"Go take them clothes off, nigger, and put 'em along of my black silk
shroud in the bottom drawer of the chist," she commanded, as she put her
hands on her sixty-inch waist and stood before him with arms akimbo.
"Folks is got no business to dress in life so fine that they shames they
burying clothes."
"Shoo fly, I'm jest going to Washington, not to Heaven, in this here
rig. When I git into Heaven it'll be 'cause I'm hiding behind that
black silk skirt of your shroud, honey, if I'm as naked as borned," was
the admiring, wily and also wholly sincere answer to Mammy's fling at
the gorgeous raiment.
And while the Poplars teemed with wedding plans Nickols kept the whole
village steamed up to be in readiness for the visit of Mr. Jeffries,
which was dated for just a week before the wedding, and the village
festival at the opening of the new school was to be the most important
ceremonial of the whole visit. Father was to give him a dinner at which
all of the Solons of the Harpeth Valley were to be present, and a ball
at the Country Club was being planned by Billy with all enthusiasm. But
the center of the buzz was down at Mother Spurlock's Little House, where
Mr. Goodloe daily, and it seemed almost hourly, drilled the children for
the ceremonial of the opening of their house of learning across the way
from the Little House by the Road. Only echoes of the orgies reached the
outside, and gossip ran high in the Settlement as well as the Town at
the fragments that the delighted scions brought home, of curious folk
dances mixed with fragments of weird tunes.

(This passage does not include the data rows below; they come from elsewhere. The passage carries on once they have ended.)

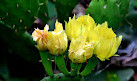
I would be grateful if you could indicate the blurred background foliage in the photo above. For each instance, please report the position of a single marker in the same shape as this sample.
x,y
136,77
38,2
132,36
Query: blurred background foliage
x,y
19,58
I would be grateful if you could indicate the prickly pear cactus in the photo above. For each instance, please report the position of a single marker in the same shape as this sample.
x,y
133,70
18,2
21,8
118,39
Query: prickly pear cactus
x,y
112,11
64,8
20,14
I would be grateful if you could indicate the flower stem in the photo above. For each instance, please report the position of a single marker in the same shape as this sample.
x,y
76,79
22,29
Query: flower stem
x,y
61,64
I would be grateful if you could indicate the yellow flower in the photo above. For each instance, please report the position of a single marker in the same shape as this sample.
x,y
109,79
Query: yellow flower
x,y
108,42
79,27
40,36
80,50
57,40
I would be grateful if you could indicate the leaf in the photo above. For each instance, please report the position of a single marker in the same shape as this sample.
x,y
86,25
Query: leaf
x,y
20,14
4,72
46,61
111,75
112,11
62,77
64,9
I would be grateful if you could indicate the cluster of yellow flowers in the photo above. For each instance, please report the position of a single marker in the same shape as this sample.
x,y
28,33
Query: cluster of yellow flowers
x,y
87,38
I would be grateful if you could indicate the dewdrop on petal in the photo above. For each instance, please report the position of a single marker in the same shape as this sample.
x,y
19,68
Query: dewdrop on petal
x,y
57,40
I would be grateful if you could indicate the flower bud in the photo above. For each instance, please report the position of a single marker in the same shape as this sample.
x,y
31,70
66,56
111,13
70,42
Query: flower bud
x,y
57,40
40,36
80,50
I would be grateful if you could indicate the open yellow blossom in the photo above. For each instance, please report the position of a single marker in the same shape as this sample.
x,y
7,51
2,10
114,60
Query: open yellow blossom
x,y
80,50
57,40
79,27
40,36
108,42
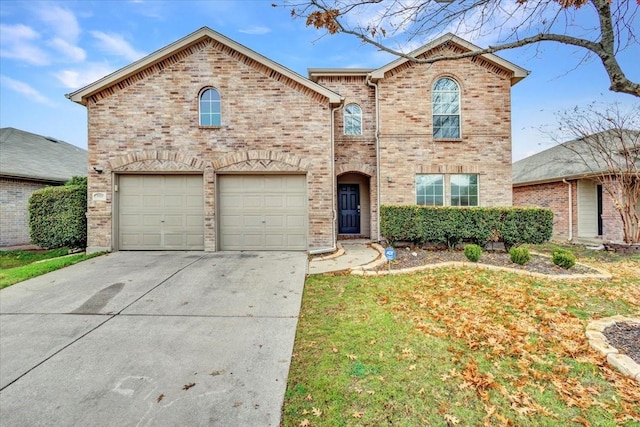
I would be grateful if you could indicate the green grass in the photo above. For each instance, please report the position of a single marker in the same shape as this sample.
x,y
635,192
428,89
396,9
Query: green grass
x,y
17,266
10,259
460,347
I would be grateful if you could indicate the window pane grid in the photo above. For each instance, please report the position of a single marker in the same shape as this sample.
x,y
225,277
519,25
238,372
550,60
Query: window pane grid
x,y
464,190
446,109
430,190
352,120
210,108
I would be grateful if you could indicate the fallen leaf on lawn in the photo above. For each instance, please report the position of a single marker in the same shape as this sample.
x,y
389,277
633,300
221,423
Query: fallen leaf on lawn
x,y
582,421
451,420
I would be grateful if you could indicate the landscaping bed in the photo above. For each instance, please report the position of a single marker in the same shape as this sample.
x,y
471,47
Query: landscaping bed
x,y
414,257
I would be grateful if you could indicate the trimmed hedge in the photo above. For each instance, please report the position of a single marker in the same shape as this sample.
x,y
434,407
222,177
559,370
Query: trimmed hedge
x,y
57,215
451,225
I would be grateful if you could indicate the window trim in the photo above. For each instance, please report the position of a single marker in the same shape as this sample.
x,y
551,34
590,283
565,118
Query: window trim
x,y
219,112
459,114
477,188
444,186
344,118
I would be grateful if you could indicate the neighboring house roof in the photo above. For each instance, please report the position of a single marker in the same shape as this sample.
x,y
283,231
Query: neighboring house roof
x,y
569,160
80,96
35,157
518,73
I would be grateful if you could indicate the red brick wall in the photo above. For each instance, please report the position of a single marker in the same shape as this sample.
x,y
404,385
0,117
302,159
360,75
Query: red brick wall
x,y
406,134
14,210
151,124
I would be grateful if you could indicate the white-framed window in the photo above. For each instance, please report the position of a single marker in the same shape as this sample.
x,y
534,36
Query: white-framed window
x,y
352,120
430,189
464,190
445,100
209,105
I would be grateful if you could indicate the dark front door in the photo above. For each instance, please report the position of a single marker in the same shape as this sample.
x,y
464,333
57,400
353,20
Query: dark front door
x,y
599,197
349,208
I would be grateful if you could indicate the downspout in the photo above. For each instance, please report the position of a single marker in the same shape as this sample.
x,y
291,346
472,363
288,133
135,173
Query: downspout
x,y
334,184
375,87
570,210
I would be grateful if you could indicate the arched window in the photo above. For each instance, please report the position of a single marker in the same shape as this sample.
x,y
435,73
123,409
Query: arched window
x,y
352,120
445,101
210,107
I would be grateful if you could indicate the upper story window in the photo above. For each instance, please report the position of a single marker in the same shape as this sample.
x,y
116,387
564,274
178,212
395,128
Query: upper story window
x,y
446,109
352,120
210,107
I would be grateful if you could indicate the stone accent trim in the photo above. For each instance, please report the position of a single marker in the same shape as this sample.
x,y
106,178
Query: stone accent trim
x,y
623,363
360,167
157,160
261,160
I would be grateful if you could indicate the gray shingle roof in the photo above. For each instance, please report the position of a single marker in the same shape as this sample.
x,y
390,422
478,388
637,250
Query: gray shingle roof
x,y
564,162
30,156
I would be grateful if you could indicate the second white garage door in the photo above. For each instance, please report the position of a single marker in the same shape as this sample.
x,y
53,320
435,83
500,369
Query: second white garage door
x,y
160,212
262,212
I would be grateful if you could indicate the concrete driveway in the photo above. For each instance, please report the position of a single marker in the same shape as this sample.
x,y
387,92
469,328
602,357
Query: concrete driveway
x,y
151,339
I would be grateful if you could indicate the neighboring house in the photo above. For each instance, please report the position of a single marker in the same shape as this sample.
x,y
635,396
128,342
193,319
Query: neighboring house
x,y
207,145
29,162
564,181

"Sure, a minister of the gospel to teach me Mikey to stand on one leg
and spin around on the other with his hands over his head is a quare
thing, but the Riverend Goodloe is no ordinary man," said Mrs. Burns to
Mother Spurlock, who answered: "You can trust him, Mrs. Burns, even with Mikey's legs."
And during all the long weeks of activity not once did I have a word
alone with the Harpeth Jaguar. We met constantly at dinner at the tables
of our friends and he came and went at the Poplars with the same freedom
that Nickols enjoyed. He was long hours in the library with father, and
somehow I felt that he was strengthening the structure that he had
builded on the ruined foundation and something passionate rose in my
heart and filled it with pain every time I heard his ringing laugh come
from the library table, accompanied by father's booming chuckle. Also,
he worked early and late in the garden with Nickols and the young man
from White Plains, and I saw that Nickols' artistic ideas flowed at top
speed when Gregory Goodloe was standing by.